Elijah H.C. Cavins' letters are the reason we know about an unidentified sergeant (another woman who got promoted up the ranks!) who fought at the Battle of Stone's River while five months pregnant. Like the nameless New Jersey woman, this officer "always attended to his various duties" and went completely undiscovered until the moment "he gave birth to a large boy."

Confederate sharpshooter Lucy Thompson Gauss was perhaps a tiny bit more cautious. She served beside her husband for 16 months before heading home in the final weeks of her pregnancy. Sadly, War Department records indicate that her husband died at the Battle of Fredericksburg the second week of December 1862, around the same time their daughter was born. It speaks volumes of her grief that although the baby could only have been days old, Gauss returned to the Confederate Army in an unsuccessful attempt to bring her husband's body home. It also speaks of her desperate situation as a widow and single mother that she continued on to Richmond to claim her husband's back pay and enlistment bounty. What about her own pay? The historical records don't say.

Historical records also don't detail how two female Confederate prisoners of war managed to conceal their identities during their pregnancies, escaping detection despite routine searches of new detainees and extremely close quarters. One of these women, described only as "a portly fellow" in fellow POW Griffin Frost's Camp and Prison Journal, gave birth to "a fine boy." The other, "a rebel officer" according to the Sandusky Commercial Register, also delivered a "bouncing boy" and was "undoubtably a woman." Even more amazing than hiding their pregnancies until the last minute is that the women carried the pregnancies to term at all, given the terrible conditions at the prisons where rations were meager and primitive barracks were barely heated. There is no doubt that these ladies were tough.

Perhaps the most uncomfortable Civil War "birth story" belongs to another soldier whose name is also lost to history.
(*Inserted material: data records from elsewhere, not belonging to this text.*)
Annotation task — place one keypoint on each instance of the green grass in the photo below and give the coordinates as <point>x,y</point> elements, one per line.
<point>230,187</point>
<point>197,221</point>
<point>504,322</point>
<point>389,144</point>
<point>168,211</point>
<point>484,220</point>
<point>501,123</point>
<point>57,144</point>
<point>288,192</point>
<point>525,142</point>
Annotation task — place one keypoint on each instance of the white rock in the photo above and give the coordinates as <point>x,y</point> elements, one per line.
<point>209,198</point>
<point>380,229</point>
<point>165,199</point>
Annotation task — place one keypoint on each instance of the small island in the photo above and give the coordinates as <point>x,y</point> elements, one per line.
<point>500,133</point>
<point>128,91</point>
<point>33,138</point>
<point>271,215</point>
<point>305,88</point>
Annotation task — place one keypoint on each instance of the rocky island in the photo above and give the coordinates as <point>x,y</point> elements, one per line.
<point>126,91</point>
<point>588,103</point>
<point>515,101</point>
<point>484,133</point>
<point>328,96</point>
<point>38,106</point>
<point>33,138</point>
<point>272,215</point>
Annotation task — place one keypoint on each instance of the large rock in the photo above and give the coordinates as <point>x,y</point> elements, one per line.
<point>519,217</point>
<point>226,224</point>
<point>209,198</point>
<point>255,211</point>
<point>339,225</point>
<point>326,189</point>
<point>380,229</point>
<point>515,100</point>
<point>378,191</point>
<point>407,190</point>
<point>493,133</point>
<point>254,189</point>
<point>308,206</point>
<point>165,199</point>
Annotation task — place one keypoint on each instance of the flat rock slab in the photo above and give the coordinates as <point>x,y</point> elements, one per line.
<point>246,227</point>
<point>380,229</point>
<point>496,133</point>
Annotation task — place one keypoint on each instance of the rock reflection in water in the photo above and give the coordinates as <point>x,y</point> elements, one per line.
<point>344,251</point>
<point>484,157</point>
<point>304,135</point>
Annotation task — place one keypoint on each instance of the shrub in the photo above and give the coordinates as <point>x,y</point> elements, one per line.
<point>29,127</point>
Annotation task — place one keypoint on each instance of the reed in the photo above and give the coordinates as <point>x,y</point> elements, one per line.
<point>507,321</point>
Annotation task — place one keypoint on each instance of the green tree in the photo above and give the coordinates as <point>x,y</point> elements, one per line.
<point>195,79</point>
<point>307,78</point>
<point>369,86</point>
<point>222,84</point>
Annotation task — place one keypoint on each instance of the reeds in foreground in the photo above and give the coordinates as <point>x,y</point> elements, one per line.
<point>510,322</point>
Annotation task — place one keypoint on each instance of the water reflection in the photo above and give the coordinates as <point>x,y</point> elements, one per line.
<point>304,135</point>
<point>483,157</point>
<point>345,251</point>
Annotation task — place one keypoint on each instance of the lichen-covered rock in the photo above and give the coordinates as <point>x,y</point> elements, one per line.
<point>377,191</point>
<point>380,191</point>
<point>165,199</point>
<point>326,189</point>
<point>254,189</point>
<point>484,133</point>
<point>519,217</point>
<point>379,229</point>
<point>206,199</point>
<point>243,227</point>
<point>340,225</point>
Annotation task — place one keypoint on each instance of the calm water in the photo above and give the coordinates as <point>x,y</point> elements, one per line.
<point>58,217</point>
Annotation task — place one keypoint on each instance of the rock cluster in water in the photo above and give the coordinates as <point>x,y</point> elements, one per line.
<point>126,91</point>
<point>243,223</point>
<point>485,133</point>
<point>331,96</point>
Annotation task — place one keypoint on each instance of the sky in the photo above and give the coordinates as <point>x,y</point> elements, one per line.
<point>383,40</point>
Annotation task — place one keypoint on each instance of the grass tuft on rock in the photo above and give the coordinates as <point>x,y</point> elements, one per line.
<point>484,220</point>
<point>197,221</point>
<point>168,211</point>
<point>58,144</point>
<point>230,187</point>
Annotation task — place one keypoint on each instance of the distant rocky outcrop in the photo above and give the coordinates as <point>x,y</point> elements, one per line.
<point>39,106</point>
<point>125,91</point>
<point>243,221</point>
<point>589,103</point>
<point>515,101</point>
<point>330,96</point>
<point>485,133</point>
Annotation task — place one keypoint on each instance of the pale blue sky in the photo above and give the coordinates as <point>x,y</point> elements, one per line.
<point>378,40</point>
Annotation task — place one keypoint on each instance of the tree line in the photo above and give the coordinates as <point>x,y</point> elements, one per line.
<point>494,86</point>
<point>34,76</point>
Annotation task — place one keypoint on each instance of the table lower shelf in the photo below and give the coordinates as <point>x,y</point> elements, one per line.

In 1865 Sergeant Joseph Cross of the 29th Connecticut Infantry (Colored), wrote home to his wife:

One Question I wish to ask Did you Ever hear of A Man having a child [?] there is such a case in our regiment & in Company F she played man Ever since wee have been [out] the child war born feb 28 it rained hard all day and now she is in the hospital.

At the time, the regiment was serving in the trenches outside Petersburg -- all I can think of is that poor woman, giving birth in the mud and rain in miserable February. Unbelievable.

How these six women were able to perform their duties during the exhaustion and nausea of the first trimester is hard to fathom. Perhaps the help that some of them had from the fathers of their children, combined with sheer determination, made it possible. Maybe, like most male soldiers, they haled from working-class or farm backgrounds, and were used to hard physical labor and poor living conditions. But how did they conceal their growing bodies as the pregnancies progressed? How were the men around them so clueless? Ill-fitting uniforms are one possibility, or the fact that most men had never seen women in pants. Or perhaps it truly was, as Herman Weiss suggested in a letter home to his wife, after she too wondered how a pregnant corporal in the 6th New York Heavy Artillery had gone undetected, "there is a great many women that dont show much anyway." Still, none of that answers how the women kept up in marches or ran across battlefields, even in their last trimesters. I felt like I could hardly breathe walking my dog around the block! And the agony of sleeping on the hard ground, with no body pillow in sight? I thought being pregnant was sheer misery. I can hardly imagine what it must have been like as a soldier in the Civil War.

Knowing about these women makes the current indecision about women's role in the "fully integrated" military all the more ludicrous. Certainly these brave and strong Civil War ladies proved they were capable of everything men were, and more. "What use have we for women, if soldiers in the army can give birth to children?" Colonel Adrian Root wrote home. What use indeed!